Migrate Permissions with Confidence Using Apps4.Pro 

These challenges are exactly why SharePoint Online permission migration often becomes one of the hardest parts of a tenant-to-tenant SharePoint move. The content itself may migrate successfully, but identity mapping, permission recreation, scope validation, and post-migration verification still require significant admin effort. 

Apps4.Pro Migration Manager helps reduce that effort by supporting cross-tenant identity mapping, preserving existing permission structures across sites, libraries, folders, and items, and identifying libraries with excessive unique permission scopes before they become a larger problem. 

It also ensures that source permissions are accurately migrated to the target tenant while allowing you to create and apply new permission structures where needed. 

Built-in reporting gives your team a clearer way to validate access before and after cutover. 

Instead of relying on manual tracking and post-migration cleanup, your team gets a more controlled and auditable migration process. 

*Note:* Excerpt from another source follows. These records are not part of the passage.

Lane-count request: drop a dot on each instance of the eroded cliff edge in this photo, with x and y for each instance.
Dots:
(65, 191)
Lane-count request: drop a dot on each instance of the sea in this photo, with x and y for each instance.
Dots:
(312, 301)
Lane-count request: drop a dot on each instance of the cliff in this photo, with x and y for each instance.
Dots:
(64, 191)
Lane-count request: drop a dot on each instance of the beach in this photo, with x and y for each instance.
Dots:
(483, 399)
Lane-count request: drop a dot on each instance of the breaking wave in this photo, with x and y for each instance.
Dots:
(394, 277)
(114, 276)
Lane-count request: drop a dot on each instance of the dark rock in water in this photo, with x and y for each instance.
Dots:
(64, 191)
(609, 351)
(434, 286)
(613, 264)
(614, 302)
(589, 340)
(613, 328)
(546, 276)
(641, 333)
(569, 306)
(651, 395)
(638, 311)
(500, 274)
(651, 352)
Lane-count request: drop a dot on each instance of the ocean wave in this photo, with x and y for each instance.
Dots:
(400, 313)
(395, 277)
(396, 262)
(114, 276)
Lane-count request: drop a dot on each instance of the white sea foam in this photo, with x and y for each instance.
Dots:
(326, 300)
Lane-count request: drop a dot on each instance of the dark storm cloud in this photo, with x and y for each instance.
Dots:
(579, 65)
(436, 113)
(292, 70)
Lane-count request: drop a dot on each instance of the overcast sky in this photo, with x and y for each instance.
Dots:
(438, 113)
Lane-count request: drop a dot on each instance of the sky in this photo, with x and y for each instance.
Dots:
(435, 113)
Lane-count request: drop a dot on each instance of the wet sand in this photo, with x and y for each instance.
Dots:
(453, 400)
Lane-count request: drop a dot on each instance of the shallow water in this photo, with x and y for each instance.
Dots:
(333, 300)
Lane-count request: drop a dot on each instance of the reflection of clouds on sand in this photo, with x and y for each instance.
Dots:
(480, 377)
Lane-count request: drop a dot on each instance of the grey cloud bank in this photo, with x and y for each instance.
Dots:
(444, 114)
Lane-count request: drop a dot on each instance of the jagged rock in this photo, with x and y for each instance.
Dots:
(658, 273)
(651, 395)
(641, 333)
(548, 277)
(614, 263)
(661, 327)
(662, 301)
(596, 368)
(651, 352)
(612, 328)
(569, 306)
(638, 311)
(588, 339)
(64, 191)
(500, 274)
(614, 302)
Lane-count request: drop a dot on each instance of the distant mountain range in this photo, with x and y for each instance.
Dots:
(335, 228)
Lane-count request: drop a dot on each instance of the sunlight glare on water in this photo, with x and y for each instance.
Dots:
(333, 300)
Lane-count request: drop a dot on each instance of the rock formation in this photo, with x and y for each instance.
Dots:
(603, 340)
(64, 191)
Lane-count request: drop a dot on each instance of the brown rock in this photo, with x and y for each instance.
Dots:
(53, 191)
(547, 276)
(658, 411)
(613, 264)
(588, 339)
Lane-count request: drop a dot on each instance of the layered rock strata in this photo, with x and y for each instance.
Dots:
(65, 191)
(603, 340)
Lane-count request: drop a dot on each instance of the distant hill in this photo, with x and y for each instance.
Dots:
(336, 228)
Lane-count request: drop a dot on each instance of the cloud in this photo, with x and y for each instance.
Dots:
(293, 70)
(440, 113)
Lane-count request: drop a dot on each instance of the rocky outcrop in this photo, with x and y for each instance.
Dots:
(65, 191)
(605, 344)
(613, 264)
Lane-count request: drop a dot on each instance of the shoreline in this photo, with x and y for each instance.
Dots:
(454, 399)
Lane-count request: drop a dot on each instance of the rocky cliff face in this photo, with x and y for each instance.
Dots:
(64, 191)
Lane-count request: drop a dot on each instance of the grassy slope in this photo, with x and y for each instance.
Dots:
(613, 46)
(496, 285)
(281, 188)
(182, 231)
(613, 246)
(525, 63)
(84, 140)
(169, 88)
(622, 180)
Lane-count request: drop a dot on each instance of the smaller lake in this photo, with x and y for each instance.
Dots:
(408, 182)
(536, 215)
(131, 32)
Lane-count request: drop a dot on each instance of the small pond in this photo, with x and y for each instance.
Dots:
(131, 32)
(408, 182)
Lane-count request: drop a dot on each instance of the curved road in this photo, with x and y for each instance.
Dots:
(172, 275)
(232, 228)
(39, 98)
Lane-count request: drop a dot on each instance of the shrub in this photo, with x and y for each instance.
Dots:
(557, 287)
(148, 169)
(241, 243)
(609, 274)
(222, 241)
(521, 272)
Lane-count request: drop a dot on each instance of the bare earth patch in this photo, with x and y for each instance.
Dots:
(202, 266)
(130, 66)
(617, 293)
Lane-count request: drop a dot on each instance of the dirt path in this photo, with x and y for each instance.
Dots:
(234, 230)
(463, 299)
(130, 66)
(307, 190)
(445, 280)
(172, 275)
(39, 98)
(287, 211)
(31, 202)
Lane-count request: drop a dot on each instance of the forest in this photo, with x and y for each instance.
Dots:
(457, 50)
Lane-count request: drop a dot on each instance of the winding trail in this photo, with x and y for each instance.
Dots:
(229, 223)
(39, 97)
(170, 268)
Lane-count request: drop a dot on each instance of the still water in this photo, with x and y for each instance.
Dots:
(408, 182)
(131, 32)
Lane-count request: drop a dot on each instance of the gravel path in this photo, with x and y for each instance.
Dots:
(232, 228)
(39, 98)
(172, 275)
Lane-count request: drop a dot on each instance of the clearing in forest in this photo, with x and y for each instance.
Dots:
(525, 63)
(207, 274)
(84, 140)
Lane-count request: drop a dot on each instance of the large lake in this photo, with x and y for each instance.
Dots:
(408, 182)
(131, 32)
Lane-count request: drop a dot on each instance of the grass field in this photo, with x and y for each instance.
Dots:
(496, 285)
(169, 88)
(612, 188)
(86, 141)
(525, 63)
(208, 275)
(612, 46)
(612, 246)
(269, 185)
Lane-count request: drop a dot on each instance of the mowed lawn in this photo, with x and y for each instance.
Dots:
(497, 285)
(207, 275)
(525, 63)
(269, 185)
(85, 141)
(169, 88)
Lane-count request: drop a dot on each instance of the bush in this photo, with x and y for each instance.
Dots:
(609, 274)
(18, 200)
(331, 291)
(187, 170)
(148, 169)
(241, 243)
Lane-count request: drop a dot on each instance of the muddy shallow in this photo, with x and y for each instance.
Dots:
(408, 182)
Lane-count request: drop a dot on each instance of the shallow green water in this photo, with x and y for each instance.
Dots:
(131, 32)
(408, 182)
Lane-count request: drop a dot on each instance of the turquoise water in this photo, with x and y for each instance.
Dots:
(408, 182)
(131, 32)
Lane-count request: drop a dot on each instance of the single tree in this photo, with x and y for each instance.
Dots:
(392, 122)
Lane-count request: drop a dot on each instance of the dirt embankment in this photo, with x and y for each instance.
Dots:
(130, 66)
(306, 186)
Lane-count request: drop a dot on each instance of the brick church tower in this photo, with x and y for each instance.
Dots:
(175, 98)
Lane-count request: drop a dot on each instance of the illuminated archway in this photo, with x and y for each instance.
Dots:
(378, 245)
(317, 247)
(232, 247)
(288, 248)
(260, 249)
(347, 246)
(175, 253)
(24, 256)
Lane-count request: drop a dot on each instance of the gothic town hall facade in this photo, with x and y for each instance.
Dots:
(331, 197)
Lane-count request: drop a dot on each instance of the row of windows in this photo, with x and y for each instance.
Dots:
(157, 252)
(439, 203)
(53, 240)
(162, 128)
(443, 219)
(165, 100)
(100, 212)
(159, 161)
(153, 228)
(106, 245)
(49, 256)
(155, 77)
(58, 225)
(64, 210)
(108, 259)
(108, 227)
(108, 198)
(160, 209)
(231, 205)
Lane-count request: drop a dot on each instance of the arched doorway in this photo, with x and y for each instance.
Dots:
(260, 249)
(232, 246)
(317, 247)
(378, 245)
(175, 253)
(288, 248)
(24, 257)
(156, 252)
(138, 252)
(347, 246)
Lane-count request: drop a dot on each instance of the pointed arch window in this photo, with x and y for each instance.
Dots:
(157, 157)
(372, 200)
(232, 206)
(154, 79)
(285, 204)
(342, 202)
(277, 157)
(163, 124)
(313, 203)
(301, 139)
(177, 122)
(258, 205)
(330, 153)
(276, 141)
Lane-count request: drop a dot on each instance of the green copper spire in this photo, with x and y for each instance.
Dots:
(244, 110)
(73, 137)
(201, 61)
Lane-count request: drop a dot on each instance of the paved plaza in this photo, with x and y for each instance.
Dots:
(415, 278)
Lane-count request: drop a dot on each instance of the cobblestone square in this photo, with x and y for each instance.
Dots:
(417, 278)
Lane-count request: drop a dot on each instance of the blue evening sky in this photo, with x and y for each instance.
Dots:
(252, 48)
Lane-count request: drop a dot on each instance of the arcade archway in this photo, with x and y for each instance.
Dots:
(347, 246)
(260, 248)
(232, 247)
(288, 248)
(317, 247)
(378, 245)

👉 Start Your SharePoint Migration with Apps4.Pro

Frequently asked Questions? 

Do permissions transfer automatically during SharePoint migration? 
Not automatically. Permissions only carry over correctly when users and groups are mapped properly between the source and target tenants.
How do I map Active Directory users to Entra ID during migration? 
Export users and groups from both tenants, then create a mapping file that matches each source account to the correct target account.
What is the unique permission scope limit in SharePoint Online? 
SharePoint Online allows up to 5,000 unique permission scopes per list or library. If that limit is exceeded, permission changes become difficult until inheritance is cleaned up.